İrem soyundan gelen hükümdar Gasir’in Semud ve Cedis adlarında iki oğlu vardı. Hükümdar Gasir birbirleri ile hiç geçinemeyen oğullarının birini doğuyu, birini de batıya gönderdi. Semud kavmi, Kızıldeniz yakınlarında bir kabileye saldırdılar. Yurtlarını ellerinden alarak oraya yerleştiler. Kervanları soyarak ve esirleri kullanarak yaşamaya başladılar. Semud’dan sonra krallığın başına sırasıyla Hadin, Ubeyd sonrada Masih geçti. Masih’in Esef, Esef’inde Ubeyd adında bir oğlu oldu. Salih As. ise Ubeyd’in oğlu idi. Çok dayanıksız kerpiç evlerde yaşayan Semud kavmi, Masih zamanında binlerce köle çalıştırarak kayaları oydurdular ve böylece taştan oyulmuş evlerde yaşamaya başladılar.
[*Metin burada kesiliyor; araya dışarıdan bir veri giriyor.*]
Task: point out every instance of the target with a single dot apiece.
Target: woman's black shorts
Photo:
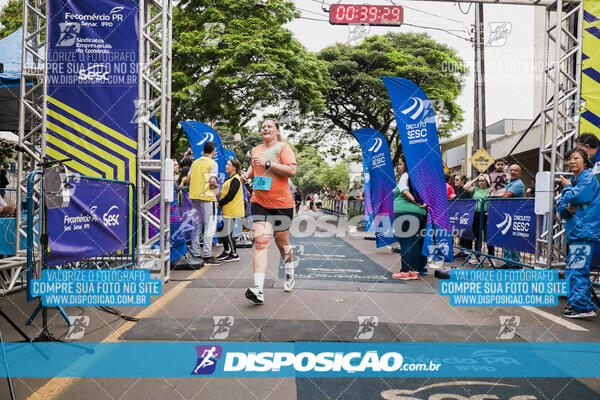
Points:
(279, 218)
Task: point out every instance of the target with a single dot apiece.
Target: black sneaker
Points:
(212, 261)
(255, 294)
(231, 258)
(572, 313)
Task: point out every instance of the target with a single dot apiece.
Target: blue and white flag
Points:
(379, 180)
(415, 118)
(199, 133)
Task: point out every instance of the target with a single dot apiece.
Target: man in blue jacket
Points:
(590, 143)
(579, 205)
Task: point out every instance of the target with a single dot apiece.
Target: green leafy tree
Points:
(11, 16)
(310, 166)
(358, 97)
(232, 59)
(336, 177)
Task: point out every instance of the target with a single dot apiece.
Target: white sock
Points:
(259, 280)
(289, 268)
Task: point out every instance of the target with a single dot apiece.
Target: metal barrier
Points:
(480, 252)
(116, 260)
(337, 207)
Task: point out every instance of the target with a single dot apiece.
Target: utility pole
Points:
(479, 139)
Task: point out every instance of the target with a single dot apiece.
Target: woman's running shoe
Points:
(255, 294)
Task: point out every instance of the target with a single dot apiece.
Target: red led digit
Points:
(339, 13)
(385, 14)
(372, 14)
(363, 13)
(350, 16)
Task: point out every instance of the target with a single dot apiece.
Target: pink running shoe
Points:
(402, 275)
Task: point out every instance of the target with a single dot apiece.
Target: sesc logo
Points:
(505, 225)
(207, 359)
(68, 33)
(376, 145)
(96, 72)
(417, 104)
(208, 138)
(111, 219)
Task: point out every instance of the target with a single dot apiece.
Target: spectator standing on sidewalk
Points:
(514, 188)
(409, 211)
(204, 188)
(3, 182)
(459, 189)
(232, 207)
(481, 191)
(579, 205)
(272, 205)
(590, 143)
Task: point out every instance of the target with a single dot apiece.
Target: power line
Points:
(308, 11)
(448, 31)
(314, 19)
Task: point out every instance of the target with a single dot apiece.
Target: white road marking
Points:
(557, 320)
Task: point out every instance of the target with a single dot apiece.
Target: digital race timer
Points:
(341, 14)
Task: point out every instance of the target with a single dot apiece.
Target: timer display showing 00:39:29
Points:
(364, 14)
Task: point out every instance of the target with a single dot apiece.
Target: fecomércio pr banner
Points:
(93, 224)
(92, 86)
(415, 119)
(379, 176)
(461, 218)
(512, 224)
(198, 134)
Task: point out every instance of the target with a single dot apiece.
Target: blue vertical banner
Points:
(462, 213)
(92, 86)
(199, 133)
(93, 224)
(379, 176)
(511, 224)
(415, 119)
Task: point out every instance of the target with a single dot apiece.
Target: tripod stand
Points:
(45, 335)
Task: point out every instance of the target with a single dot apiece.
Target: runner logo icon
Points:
(207, 359)
(222, 326)
(366, 327)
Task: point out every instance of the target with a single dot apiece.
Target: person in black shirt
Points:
(297, 200)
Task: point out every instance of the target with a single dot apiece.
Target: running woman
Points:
(272, 205)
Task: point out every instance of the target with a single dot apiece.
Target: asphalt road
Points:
(342, 282)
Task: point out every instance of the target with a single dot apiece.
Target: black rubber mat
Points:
(365, 329)
(226, 283)
(443, 388)
(397, 286)
(411, 287)
(202, 329)
(323, 331)
(333, 259)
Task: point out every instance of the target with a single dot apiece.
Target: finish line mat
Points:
(223, 328)
(443, 388)
(331, 258)
(316, 284)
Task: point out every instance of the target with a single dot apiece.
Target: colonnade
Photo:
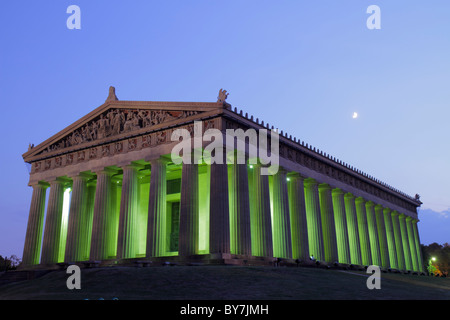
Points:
(233, 209)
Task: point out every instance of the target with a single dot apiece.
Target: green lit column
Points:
(297, 211)
(103, 205)
(381, 228)
(341, 226)
(219, 221)
(328, 223)
(91, 186)
(352, 225)
(412, 244)
(398, 240)
(77, 224)
(313, 219)
(33, 238)
(366, 256)
(188, 242)
(260, 216)
(405, 242)
(417, 242)
(393, 260)
(156, 223)
(240, 234)
(52, 232)
(373, 234)
(281, 226)
(129, 205)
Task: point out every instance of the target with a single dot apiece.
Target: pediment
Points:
(117, 120)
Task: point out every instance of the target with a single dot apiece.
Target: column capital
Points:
(41, 184)
(295, 175)
(349, 195)
(378, 207)
(337, 191)
(370, 204)
(360, 199)
(105, 170)
(310, 182)
(82, 175)
(132, 165)
(158, 160)
(64, 181)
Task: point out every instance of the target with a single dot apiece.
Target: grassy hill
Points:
(226, 282)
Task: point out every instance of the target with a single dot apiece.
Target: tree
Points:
(441, 253)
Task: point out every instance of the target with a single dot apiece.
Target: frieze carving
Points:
(115, 122)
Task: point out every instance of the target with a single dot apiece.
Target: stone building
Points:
(111, 193)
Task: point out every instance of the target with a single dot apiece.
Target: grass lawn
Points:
(226, 283)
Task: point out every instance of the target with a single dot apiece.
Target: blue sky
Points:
(302, 66)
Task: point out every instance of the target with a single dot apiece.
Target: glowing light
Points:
(64, 223)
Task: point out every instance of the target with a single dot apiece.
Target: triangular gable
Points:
(116, 120)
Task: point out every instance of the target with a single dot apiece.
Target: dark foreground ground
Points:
(226, 283)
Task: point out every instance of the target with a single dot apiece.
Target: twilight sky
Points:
(302, 66)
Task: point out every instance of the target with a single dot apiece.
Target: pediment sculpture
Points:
(115, 122)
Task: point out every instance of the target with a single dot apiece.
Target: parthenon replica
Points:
(117, 197)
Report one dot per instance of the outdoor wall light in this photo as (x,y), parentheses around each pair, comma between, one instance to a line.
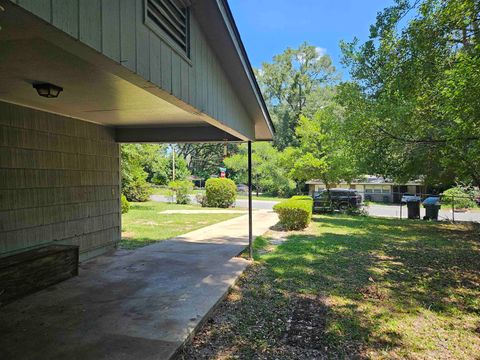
(48,90)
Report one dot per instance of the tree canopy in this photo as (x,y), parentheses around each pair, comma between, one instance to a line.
(412,108)
(293,84)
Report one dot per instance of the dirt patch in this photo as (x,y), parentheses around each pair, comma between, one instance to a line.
(257,322)
(128,235)
(307,324)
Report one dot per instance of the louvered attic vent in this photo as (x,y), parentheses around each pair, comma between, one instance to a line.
(170,20)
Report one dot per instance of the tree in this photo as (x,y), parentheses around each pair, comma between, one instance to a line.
(291,85)
(323,153)
(413,108)
(134,177)
(203,160)
(268,176)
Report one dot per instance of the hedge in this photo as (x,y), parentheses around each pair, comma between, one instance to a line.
(220,192)
(295,213)
(181,189)
(302,197)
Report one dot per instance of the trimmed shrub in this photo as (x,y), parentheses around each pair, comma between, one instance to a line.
(138,190)
(461,198)
(219,192)
(294,214)
(125,204)
(181,188)
(302,197)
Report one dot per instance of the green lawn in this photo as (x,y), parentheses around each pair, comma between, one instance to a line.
(144,224)
(354,287)
(261,197)
(165,191)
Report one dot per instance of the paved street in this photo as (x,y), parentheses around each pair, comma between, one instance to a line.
(444,214)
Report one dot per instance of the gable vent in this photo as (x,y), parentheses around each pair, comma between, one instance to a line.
(170,19)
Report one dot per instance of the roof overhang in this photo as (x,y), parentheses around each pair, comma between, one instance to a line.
(218,24)
(100,90)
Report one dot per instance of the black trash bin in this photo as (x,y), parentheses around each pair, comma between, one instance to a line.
(432,206)
(413,209)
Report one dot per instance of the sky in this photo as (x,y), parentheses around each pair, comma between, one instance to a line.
(268,27)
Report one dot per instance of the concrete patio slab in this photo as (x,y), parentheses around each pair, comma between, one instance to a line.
(140,304)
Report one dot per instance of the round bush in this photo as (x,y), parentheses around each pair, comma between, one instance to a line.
(182,189)
(220,192)
(302,197)
(137,190)
(294,214)
(125,204)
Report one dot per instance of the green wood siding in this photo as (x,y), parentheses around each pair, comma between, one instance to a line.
(116,29)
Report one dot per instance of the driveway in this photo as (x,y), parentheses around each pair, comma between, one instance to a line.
(444,214)
(140,304)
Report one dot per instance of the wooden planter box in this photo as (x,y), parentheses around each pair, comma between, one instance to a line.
(33,270)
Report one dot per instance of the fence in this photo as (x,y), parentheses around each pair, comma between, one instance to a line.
(393,204)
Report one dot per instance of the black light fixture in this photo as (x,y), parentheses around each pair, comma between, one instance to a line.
(48,90)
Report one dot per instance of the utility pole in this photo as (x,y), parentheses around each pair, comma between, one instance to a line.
(173,162)
(250,219)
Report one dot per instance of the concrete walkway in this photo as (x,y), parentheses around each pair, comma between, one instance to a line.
(140,304)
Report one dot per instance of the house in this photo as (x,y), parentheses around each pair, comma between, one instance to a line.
(77,78)
(374,188)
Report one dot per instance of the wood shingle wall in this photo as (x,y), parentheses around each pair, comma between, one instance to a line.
(116,29)
(59,182)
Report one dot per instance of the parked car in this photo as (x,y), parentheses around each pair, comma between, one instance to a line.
(410,197)
(339,199)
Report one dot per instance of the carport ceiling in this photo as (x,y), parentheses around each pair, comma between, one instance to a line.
(89,92)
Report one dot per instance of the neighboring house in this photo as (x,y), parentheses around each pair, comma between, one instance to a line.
(124,71)
(374,188)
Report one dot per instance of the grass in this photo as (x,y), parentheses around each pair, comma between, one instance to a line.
(144,225)
(354,287)
(262,197)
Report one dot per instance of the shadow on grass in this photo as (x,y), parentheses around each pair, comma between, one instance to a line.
(404,266)
(349,290)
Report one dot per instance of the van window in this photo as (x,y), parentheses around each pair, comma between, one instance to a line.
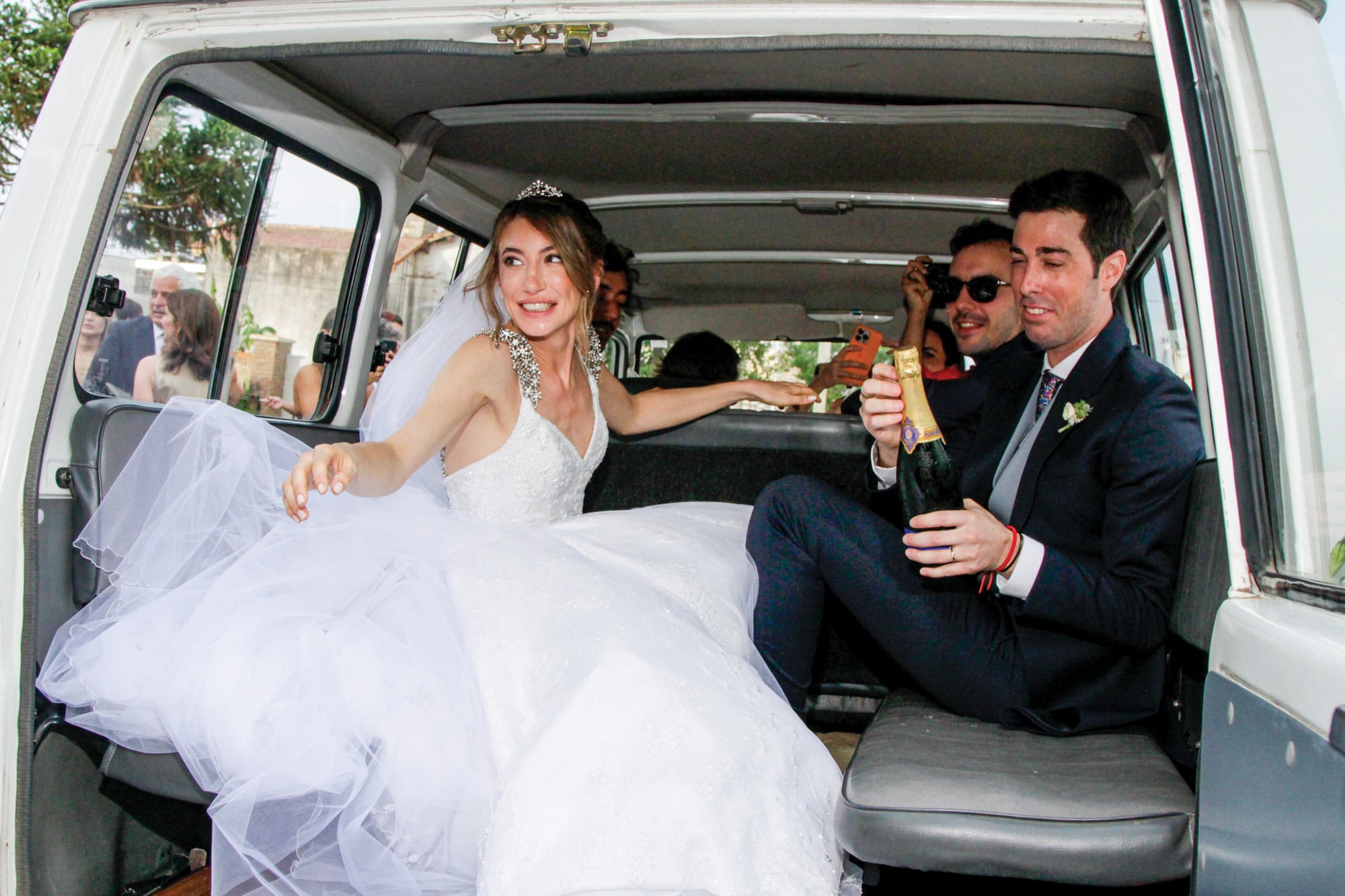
(759,360)
(1156,311)
(428,259)
(291,287)
(176,231)
(248,240)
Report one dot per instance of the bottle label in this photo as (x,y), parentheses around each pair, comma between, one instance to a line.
(915,434)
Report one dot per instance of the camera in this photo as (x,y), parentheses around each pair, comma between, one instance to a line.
(381,352)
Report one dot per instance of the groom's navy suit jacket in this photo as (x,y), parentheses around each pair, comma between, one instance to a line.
(1108,499)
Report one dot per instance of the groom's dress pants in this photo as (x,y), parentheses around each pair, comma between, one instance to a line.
(956,645)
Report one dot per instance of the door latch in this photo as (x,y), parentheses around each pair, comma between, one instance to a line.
(535,37)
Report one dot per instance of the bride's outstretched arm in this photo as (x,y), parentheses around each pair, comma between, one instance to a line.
(467,382)
(662,408)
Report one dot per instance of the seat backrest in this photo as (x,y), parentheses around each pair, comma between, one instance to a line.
(731,455)
(1203,577)
(104,436)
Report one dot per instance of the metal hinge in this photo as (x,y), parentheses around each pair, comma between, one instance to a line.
(533,37)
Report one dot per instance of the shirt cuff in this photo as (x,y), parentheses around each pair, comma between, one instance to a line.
(887,475)
(1026,571)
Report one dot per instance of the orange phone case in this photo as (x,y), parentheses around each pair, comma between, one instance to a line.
(867,342)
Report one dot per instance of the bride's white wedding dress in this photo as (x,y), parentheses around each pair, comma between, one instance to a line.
(504,696)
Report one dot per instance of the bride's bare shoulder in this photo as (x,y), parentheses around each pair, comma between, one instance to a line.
(486,361)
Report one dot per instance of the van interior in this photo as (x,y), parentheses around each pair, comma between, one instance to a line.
(773,190)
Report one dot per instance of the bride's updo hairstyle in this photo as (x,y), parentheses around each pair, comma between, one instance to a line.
(570,225)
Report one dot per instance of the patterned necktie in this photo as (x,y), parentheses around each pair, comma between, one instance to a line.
(1050,385)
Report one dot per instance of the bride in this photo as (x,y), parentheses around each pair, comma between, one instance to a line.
(450,680)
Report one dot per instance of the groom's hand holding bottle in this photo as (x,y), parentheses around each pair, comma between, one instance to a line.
(954,542)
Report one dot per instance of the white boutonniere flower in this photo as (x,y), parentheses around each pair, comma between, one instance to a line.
(1077,413)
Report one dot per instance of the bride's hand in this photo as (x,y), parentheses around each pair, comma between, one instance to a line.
(782,395)
(322,469)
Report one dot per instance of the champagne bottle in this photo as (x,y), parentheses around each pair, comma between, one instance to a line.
(926,474)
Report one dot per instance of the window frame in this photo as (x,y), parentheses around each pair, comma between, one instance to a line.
(1241,327)
(357,261)
(1147,259)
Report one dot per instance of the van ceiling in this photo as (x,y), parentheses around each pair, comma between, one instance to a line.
(597,159)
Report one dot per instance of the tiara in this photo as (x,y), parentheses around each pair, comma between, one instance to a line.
(540,189)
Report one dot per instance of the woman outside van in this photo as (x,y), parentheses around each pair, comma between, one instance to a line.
(92,330)
(185,364)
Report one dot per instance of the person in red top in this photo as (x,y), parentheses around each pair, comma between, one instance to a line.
(941,358)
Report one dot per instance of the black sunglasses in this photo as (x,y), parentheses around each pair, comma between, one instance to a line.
(983,290)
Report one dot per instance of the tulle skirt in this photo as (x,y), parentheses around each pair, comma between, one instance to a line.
(393,697)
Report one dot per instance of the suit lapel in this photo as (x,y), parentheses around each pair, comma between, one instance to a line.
(1082,384)
(1013,388)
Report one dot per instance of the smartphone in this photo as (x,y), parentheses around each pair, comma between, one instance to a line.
(867,342)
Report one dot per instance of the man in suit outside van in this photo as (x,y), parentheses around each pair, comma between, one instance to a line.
(114,368)
(1086,448)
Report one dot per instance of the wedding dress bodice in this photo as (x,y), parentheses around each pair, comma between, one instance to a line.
(537,477)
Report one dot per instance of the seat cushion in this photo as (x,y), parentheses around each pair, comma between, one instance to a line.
(937,791)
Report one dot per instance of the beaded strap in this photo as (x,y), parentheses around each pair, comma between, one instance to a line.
(594,357)
(525,365)
(525,362)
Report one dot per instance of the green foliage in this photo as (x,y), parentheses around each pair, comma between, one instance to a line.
(248,327)
(34,37)
(190,186)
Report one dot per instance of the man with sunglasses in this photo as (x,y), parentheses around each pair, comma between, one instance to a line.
(1044,602)
(985,317)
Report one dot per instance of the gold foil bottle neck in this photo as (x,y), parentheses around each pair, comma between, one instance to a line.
(919,424)
(907,362)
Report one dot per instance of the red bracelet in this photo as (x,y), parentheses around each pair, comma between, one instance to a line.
(1013,549)
(1015,546)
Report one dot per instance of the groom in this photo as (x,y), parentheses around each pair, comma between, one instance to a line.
(1086,448)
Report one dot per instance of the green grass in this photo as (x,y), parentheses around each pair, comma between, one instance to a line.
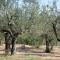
(19,57)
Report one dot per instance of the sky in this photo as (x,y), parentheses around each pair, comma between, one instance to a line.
(49,2)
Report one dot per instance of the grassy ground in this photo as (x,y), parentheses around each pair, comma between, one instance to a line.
(31,54)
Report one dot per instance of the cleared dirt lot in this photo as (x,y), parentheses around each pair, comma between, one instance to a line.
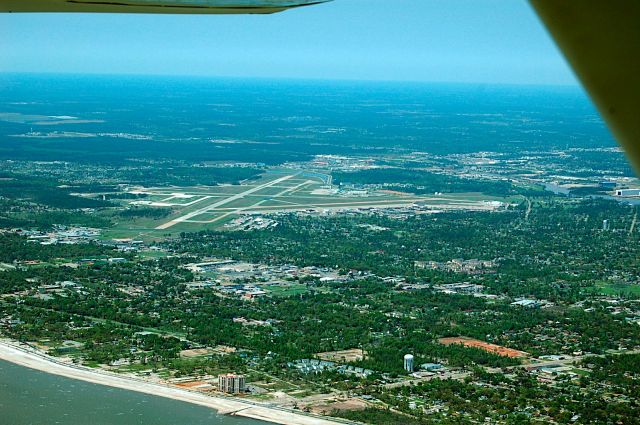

Salih As.Küçük yaşta annesi, dedesi ve babasını kaybedince teyzesi tarafından büyütüldü. Bu arada krallıkta başka bir kabileye geçti. Salih As. daha küçük yaşlarda bile putlara tapan, sapıklık ve cehalet içinde yaşayan kavminin geleneklerine ve puta tapanlara karşı idi. Hükümdar soyundan olduğu için akrabalarından çekinen halk, Salih As.’a bir şey yapamıyorlar, onu deli sayıp kendi haline bırakıyorlardı.
Salih As. 3 yaşlarına gelince peygamberlikle görevlendirildi. Zira kavmi kötü yola sapmış. Putlara tapar olmuş, her türlü kötülük almış yürümüştü.
“Semud kavmine de kardeşleri Salih’i gönderdik. Salih dedi ki: Ey kavmim! Tanrıya tapın, ondan başka sizin için tapacak yoktur. O, sizi yerden peyda etmiş sizi orada muammer kılmıştır. Artık ondan bağışlanmak dileyin, sonra ona tövbe edin. Çünkü Rabbim yakındır duayı kabul eder.” (Hud-61)
Salih As.her ne kadar kavmini doğru yola davet ettiysede onlar daima şüphe içindeydiler.
“Onlar dediler: Salih, sen bundan evvel aramızda kendinden hayır umulur bir kimseydin. Babalarımızın taptıklarına tapmayı bize yasak mı ediyorsun? Biz, bizi davet ettiğin şeyden daima şüphe içindeyiz.” (Hud-62)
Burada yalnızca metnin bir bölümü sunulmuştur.